Divorce : quelles démarches administratives faire ensuite ?
Mise à jour du 12 mai 2026
Le divorce ne se résume pas à obtenir une décision du juge ou à signer une convention déposée chez notaire. Une fois la rupture actée, il reste une série de démarches administratives qui conditionnent la mise à jour de votre état civil, vos justificatifs et vos relations avec les organismes du quotidien.
Le bon ordre est important : il faut d’abord sécuriser l’opposabilité du divorce, puis mettre à jour les documents et organismes qui utilisent encore votre ancienne situation familiale.
Commencer par l’état civil
Pour un divorce judiciaire, Service Public indique que la mention du divorce doit être portée en marge de l’acte de mariage et des actes de naissance des époux. Cette formalité est obligatoire pour que le divorce soit opposable aux tiers.
En principe, les avocats adressent les documents nécessaires à la mairie du lieu du mariage ou, si le mariage a été célébré à l’étranger, au Service central d’état civil. Mais si cette mise à jour n’a pas été faite, il faut la vérifier rapidement.
Selon la procédure, la pièce justificative attendue n’est pas exactement la même : jugement de divorce, attestation de dépôt de convention de divorce, certificat de non-appel selon les cas.
Mettre à jour le livret de famille et les justificatifs
Le livret de famille doit lui aussi être mis à jour.
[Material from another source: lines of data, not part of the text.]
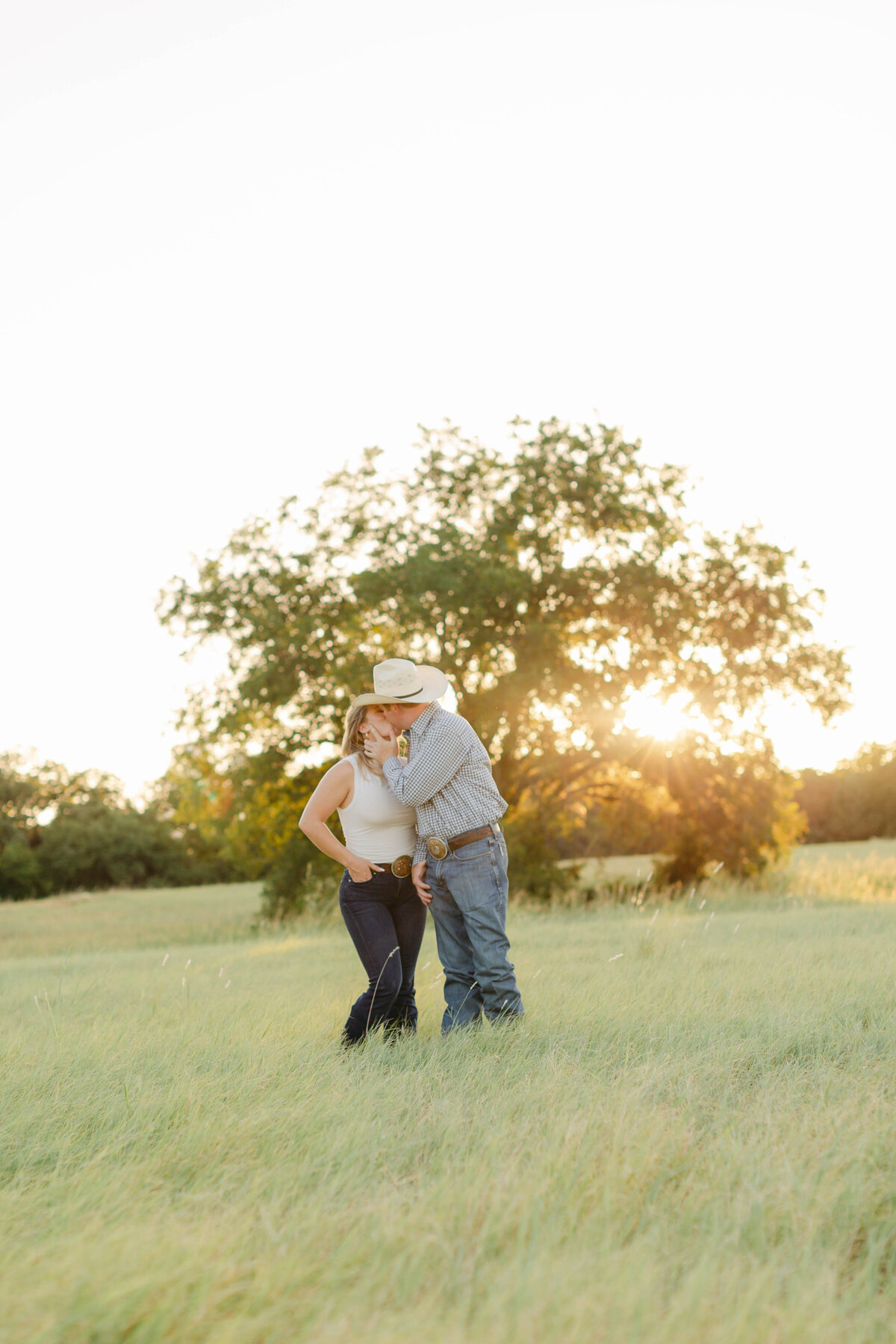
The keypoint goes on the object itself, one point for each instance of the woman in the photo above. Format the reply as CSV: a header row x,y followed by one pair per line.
x,y
381,907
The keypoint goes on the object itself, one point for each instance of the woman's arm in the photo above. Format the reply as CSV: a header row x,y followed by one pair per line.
x,y
329,794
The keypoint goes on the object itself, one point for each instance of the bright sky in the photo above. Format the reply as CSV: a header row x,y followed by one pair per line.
x,y
240,240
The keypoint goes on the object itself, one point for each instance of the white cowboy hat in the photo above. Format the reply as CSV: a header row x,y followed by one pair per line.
x,y
402,682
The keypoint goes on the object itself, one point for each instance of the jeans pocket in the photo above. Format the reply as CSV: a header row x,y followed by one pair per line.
x,y
479,880
470,853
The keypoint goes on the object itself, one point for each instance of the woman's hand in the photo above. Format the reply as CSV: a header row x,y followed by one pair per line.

C’est rappelé par la fiche Service Public sur la mise à jour du livret de famille. Cette étape est souvent négligée alors qu’elle peut être utile pour de nombreuses démarches scolaires, familiales ou successorales.
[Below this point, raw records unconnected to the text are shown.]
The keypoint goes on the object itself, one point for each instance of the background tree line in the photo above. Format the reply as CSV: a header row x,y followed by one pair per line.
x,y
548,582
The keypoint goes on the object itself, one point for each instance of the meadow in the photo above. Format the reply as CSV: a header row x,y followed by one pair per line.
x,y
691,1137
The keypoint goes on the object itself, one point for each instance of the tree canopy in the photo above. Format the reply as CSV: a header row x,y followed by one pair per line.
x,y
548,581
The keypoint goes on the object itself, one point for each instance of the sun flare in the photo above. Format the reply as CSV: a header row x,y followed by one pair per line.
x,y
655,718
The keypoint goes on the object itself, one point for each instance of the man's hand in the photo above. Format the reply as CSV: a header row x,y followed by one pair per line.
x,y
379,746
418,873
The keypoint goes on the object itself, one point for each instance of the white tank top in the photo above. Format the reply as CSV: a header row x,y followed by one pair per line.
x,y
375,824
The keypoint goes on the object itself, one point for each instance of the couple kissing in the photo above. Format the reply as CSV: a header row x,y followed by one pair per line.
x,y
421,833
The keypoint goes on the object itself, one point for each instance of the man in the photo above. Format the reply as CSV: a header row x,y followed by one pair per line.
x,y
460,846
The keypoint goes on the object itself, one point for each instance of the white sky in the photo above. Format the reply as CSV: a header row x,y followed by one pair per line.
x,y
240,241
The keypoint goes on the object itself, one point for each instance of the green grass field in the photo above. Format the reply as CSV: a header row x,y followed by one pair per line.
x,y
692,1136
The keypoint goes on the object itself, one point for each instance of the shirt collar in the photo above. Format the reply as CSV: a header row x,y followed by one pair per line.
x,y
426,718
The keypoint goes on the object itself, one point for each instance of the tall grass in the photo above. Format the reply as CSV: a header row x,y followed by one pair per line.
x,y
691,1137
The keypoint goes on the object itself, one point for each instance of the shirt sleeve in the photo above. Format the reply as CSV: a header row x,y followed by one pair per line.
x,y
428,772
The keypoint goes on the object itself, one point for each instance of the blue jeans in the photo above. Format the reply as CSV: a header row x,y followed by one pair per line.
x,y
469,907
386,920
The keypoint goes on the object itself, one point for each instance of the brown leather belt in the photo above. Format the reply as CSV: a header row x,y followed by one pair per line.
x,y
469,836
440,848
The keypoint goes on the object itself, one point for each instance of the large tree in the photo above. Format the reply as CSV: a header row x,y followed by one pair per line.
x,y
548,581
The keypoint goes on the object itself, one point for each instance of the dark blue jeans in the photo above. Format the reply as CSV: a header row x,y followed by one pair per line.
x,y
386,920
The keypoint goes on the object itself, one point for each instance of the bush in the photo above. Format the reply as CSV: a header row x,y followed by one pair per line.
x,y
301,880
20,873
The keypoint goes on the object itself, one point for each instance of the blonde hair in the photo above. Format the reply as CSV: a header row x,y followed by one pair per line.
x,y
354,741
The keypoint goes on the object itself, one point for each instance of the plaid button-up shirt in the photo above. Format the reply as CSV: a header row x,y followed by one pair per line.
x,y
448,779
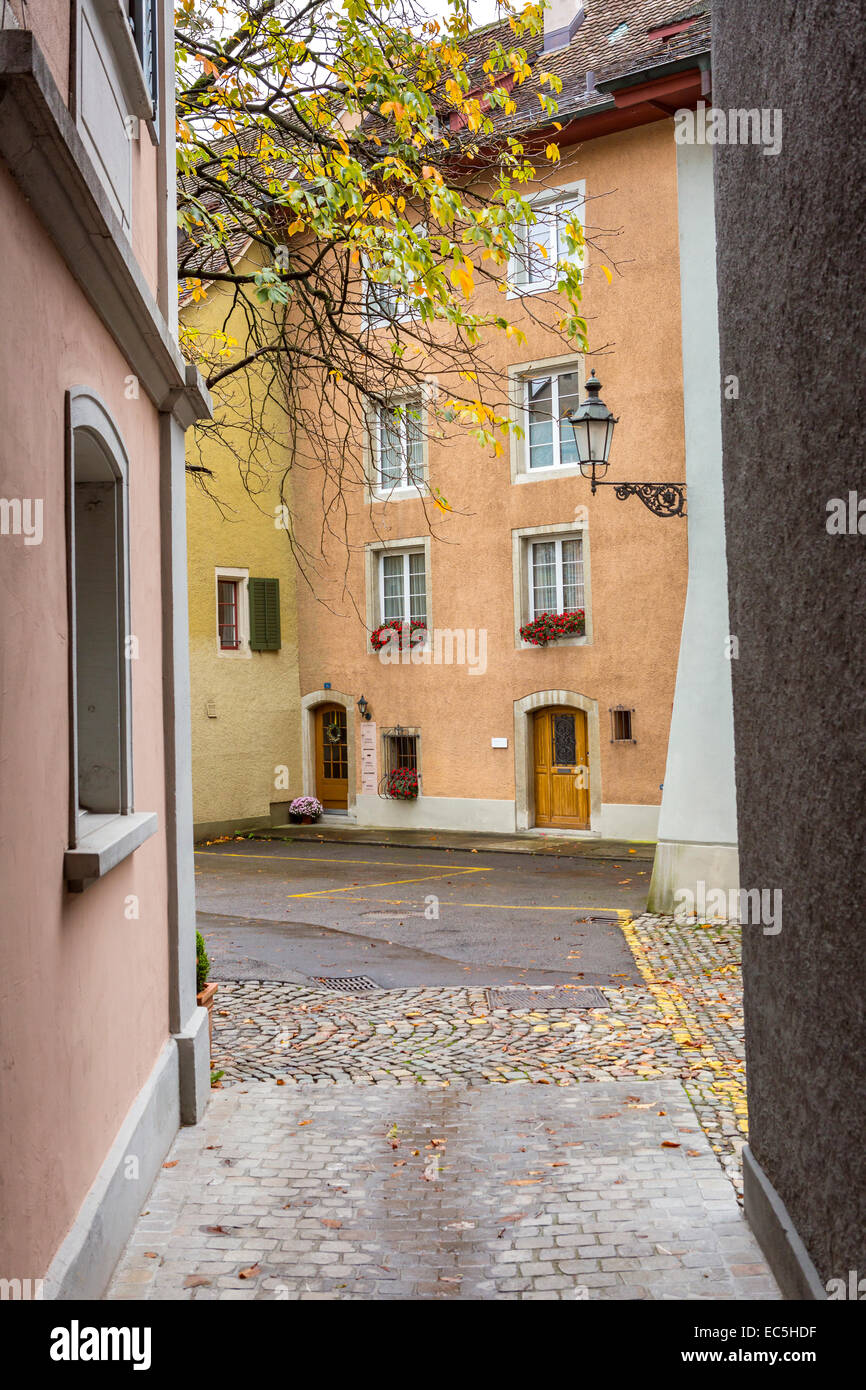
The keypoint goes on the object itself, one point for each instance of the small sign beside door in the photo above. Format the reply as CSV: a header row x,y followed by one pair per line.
x,y
370,774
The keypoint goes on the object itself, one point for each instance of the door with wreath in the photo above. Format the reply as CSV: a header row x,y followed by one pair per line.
x,y
331,758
Il faut ensuite vérifier les pièces que vous utilisez le plus souvent : copies d’actes, justificatifs de situation familiale, conventions de garde, justificatifs pour la banque ou l’employeur.
Nom d’usage, impôts, banque, CAF, assurances
Après un divorce, l’usage du nom de l’ex-époux ou de l’ex-épouse ne se maintient pas automatiquement. Service Public rappelle les règles sur le nom d’usage après divorce.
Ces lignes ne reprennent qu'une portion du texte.